The maximizing player has already found a move guaranteeing a score of at least 7 (alpha = 7). While evaluating a different branch, it discovers the minimizing player can force a score of 5 from that branch. What should alpha-beta pruning do?
AContinue exploring remaining children of this branch to find the exact minimax value
BPrune the remaining children of this branch — the maximizer would never choose it over the guaranteed score of 7
CUpdate alpha to 5 and continue, since 5 is now the new best guaranteed outcome
DUpdate beta to 7, indicating the maximizer has a better option available
This is the core alpha-beta cutoff condition. The maximizer already has an option guaranteeing 7; this new branch lets the minimizer force 5, which is worse for the maximizer. No matter how good the remaining children of this branch might be, the minimizer would choose the 5-option or worse — so the maximizer would never prefer this branch over its guaranteed 7. Pruning the remaining children saves computation without changing the result. Option C is wrong — alpha represents a floor for the maximizer and should only increase, not decrease.
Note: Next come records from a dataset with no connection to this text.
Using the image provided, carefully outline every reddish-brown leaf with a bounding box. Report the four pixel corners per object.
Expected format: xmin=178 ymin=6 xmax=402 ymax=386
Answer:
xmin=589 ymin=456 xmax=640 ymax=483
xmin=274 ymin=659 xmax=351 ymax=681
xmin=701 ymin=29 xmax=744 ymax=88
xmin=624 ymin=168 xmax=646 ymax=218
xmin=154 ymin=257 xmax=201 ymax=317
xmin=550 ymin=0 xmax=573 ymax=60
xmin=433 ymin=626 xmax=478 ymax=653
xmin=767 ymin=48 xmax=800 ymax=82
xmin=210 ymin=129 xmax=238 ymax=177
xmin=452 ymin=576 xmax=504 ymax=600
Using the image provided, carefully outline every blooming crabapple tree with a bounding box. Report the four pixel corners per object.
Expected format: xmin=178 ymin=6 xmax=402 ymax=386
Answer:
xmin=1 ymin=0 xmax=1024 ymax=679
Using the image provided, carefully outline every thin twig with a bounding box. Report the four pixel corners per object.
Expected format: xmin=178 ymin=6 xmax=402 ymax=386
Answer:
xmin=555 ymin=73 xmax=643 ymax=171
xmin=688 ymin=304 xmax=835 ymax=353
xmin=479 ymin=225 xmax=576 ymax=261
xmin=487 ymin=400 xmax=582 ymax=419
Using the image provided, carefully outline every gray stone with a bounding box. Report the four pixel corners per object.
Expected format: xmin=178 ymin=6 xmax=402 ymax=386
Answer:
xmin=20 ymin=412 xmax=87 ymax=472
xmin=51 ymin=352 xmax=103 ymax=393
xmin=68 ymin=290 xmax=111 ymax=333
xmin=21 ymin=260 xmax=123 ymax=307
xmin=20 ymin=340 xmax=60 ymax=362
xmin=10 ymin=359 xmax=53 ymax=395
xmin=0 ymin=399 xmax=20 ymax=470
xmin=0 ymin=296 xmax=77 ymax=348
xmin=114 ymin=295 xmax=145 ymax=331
Question 2 Multiple Choice
In the best case, alpha-beta pruning reduces the effective branching factor of a minimax search from b to approximately:
Ab/2 — half the branches are pruned on average
Bb^(2/3) — a two-thirds reduction in branching factor
C√b — allowing the search to reach twice the depth in the same time
Dlog(b) — a logarithmic reduction corresponding to the tree depth
In the best case — when moves are examined in perfect order from best to worst — alpha-beta pruning reduces the effective branching factor to approximately √b. This means the algorithm can search to roughly twice the depth in the same time compared to plain minimax. For chess with branching factor ~35, this means reaching depth 10 instead of 5 with the same node budget. Achieving this best case requires optimal move ordering, which is why practical engines invest heavily in heuristics to examine the most promising moves first.
Question 3 True / False
Alpha-beta pruning always produces the same final move decision as plain minimax, regardless of how moves are ordered.
TTrue
FFalse
Answer: True
This is the key correctness guarantee of alpha-beta pruning. It is purely a computational optimization — it prunes branches that are provably irrelevant because no value from those subtrees could change the maximizer's or minimizer's decision. The cutoff condition (alpha ≥ beta) guarantees that any pruned subtree cannot contain a better option than what is already established. The final move decision is identical to what plain minimax would return; if it ever differed, that would indicate a bug.
Question 4 True / False
Alpha-beta pruning changes the move that minimax would select, which is why game-playing engines prefer it over plain minimax.
TTrue
FFalse
Answer: False
This is a fundamental misconception. Alpha-beta pruning produces exactly the same optimal move as plain minimax — it does not change the result at all. Its advantage is purely computational: it reaches the same answer while examining far fewer nodes, allowing deeper searches within the same time budget. Deeper searches produce stronger play, which is why engines prefer alpha-beta. But the algorithm is not finding a different or better move than minimax would find at the same depth — it is finding the exact same move, faster.
Question 5 Short Answer
Why does move ordering dramatically affect alpha-beta pruning efficiency, and how do practical game engines exploit this without changing the underlying algorithm?
Think about your answer, then reveal below.
Model answer: Alpha-beta cutoffs occur when the current node's value is provably outside the range that could matter (when alpha ≥ beta). If the best moves are examined first, alpha and beta bounds tighten quickly, enabling cutoffs early and often — large subtrees get pruned. If moves are examined worst-first, bounds tighten slowly, cutoffs are rare, and performance degrades to plain minimax. Practical engines improve move ordering through iterative deepening (using results from shallower searches to order moves in deeper ones), killer move heuristics (trying moves that caused cutoffs at sibling nodes), and history tables (tracking which moves have historically been effective). All of these remain within the alpha-beta framework — they only rearrange which children are examined first.
The insight that the same algorithm's performance varies dramatically with input ordering is a general lesson in algorithm design. Alpha-beta is an extreme case: best-case and worst-case performance differ by a factor of b (the branching factor), depending entirely on move ordering. This is why move ordering is as important as the pruning algorithm itself in practical implementations.